SMB2021
Lee A. Segel Prize for Best Paper & Student Paper
Introduced by: Ruth BakerTuesday, June 15 at 01:15am (PDT)Tuesday, June 15 at 09:15am (BST)Tuesday, June 15 05:15pm (KST)
Plenary-03 : Lee A. Segel Prize for Best Paper & Student Paper
Presentations from Paper Prize Winners
Best paper:
Link to best paperPaper: "A Multi-stage Representation of Cell Proliferation as a Markov Process" by Christian A. Yates*, Matthew J. Ford, Richard L. Mort
Adventures in developmental biology.
In this talk I will give a number of short vignettes of work that has been undertaken in my group over the last 15 years. Mathematically, the theme that underlies our work is the importance of randomness to biological systems. I will explore a number of systems for which randomness plays a critical role. Models of these systems which ignore this important feature do a poor job of replicating the known biology, which in turn limits their predictive power.
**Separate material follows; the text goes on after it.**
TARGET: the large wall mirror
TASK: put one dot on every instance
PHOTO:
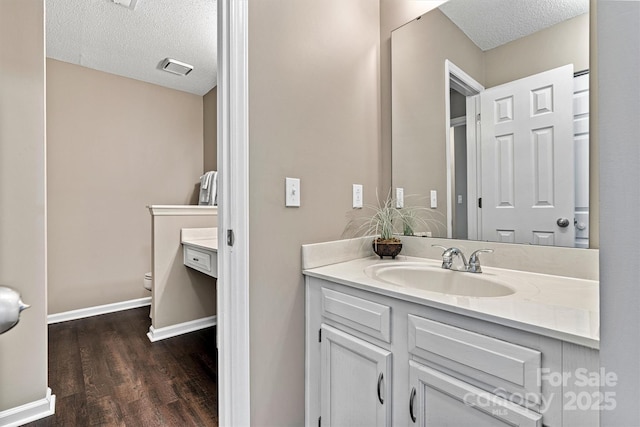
(490, 114)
The underlying biological theme of the majority our work is development, but the tools and techniques we have build can be applied to multiple biological systems and indeed further afield. Topics will be drawn from, locust migration, zebrafsh pigment pattern formation, mammalian cell migratory defects, appropriate cell cycle modelling and more. I won't delve to deeply into anyone area, but am happy to take question or to expand upon of the areas I touch on.
Best student paper:
Link to best student paperPaper: "A Bayesian Sequential Learning Framework to Parameterise Continuum Models of Melanoma Invasion into Human Skin" by Alexander P. Browning*, Parvathi Haridas, Matthew J. Simpson
Tackling biological and model complexity through a sequence of experiments
Biological and model complexity is a major challenge in mathematical biology. While more complex models capture the finer details in biological processes, they typically suffer from practical non-identifiability when calibrated to typical experimental measurements. We demonstrate this for a simple model of melanoma invasion into human skin, where it is challenging to extract detailed biological measurements from experimental images. We demonstrate an approach to alleviate this problem through a Bayesian sequential learning framework, where a sequence of mathematical and experimental models are applied in tandem to gradually learn about key components of the process and calibrate the full mathematical model. Whereas parameter estimates from a single melanoma invasion experiment are meaningless, those from our sequential learning approach are well-defined and describe cell behaviour throughout the sequence of experiments we consider.